Several limitations must also be acknowledged. First, even centralized PSM analysis (CA) in simulations retains non-negligible bias relative to the true RMST-based estimand, meaning that all comparative methods—including our distributed approach—are evaluated against the Kaplan–Meier estimator under finite sample size and right censoring, a “realistic but imperfect benchmark.” However, since CA, which aggregates all individual-level data to perform PSM, represents the most natural practical analysis procedure and can be considered the gold standard that distributed analysis should approximate, this study adopted CA as the primary comparison method. From this perspective, it is more important to assess how well DC-QE reproduces the same estimand as CA and suppresses additional errors arising from data partitioning; as a supplementary check, the simulation also reports the difference of RMST difference relative to the true survival function. Second, RMST-related metrics in real data are influenced by differences in observation design across datasets, such as follow-up duration and censoring rates. This reflects the fact that RMST captures the explicit quantity “mean survival time up to time \(\:\tau\:\),” and the reliability with which this quantity can be estimated naturally varies across datasets. Therefore, in this study we interpret \(\:{D}^{\text{C}\text{A}}\left(\tau\:\right)\) and \(\:{D}^{\text{t}\text{r}\text{u}\text{e}}\left(\tau\:\right)\) not as standalone performance metrics, but as one component within a multifaceted evaluation alongside MASMD, survival curve gap, and discrepancy from CA.

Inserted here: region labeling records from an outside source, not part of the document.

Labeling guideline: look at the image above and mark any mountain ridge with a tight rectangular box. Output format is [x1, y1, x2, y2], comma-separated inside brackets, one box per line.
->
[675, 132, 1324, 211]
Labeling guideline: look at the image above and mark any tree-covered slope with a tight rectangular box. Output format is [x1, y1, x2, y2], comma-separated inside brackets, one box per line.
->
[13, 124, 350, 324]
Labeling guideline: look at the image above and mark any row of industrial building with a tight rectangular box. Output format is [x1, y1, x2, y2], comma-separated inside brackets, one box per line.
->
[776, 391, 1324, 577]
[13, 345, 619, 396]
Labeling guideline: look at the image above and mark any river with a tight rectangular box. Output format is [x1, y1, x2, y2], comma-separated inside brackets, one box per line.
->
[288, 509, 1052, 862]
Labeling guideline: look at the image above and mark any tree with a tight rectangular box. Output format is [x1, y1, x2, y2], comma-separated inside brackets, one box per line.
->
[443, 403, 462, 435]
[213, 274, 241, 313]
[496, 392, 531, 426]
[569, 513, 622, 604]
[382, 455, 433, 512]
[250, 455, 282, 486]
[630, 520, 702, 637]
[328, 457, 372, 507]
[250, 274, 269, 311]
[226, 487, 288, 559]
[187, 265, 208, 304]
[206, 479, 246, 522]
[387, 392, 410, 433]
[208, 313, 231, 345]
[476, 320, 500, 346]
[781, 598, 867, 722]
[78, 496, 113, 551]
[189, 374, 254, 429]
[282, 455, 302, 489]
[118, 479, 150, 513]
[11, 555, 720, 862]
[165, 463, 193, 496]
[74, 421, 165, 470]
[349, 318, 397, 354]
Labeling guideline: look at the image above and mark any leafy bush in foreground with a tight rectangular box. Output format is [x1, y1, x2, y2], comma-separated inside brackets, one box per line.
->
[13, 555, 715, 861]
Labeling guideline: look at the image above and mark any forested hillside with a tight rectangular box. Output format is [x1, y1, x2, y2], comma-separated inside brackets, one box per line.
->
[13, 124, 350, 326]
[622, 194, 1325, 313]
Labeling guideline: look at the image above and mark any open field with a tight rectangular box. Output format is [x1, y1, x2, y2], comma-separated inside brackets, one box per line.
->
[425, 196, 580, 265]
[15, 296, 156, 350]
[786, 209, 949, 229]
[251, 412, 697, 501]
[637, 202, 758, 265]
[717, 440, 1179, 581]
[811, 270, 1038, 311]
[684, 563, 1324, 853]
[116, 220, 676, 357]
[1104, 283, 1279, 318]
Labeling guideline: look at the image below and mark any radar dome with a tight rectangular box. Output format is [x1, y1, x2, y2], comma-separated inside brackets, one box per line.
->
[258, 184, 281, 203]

Future research directions include extending the framework to handle cases where the treatment variable \(\:Z\) takes multiple values or where time-dependent covariates are involved, and integrating the framework with existing techniques such as differential privacy to establish stronger privacy guarantees. In the current implementation, propensity scores are estimated using logistic regression. Incorporating more flexible machine learning-based propensity score estimation methods could further enhance the method’s ability to handle nonlinear confounding structures.

Conclusion

In conclusion, the proposed method, which extends DC-QE to survival analysis, is shown to significantly improve confounder adjustment compared to LA and achieve covariate-balanced KM curve estimates that closely approximate those obtained by central analysis. Our approach enables a more accurate estimation even in situations where data sharing between facilities or institutions is challenging, making it highly applicable to medical and public health research, which requires balancing privacy preservation with analytical accuracy. In future work, we plan to enhance the practical utility of this method by applying and extending it to more diverse environments and analytical objectives, such as real-world clinical settings and regional public health data.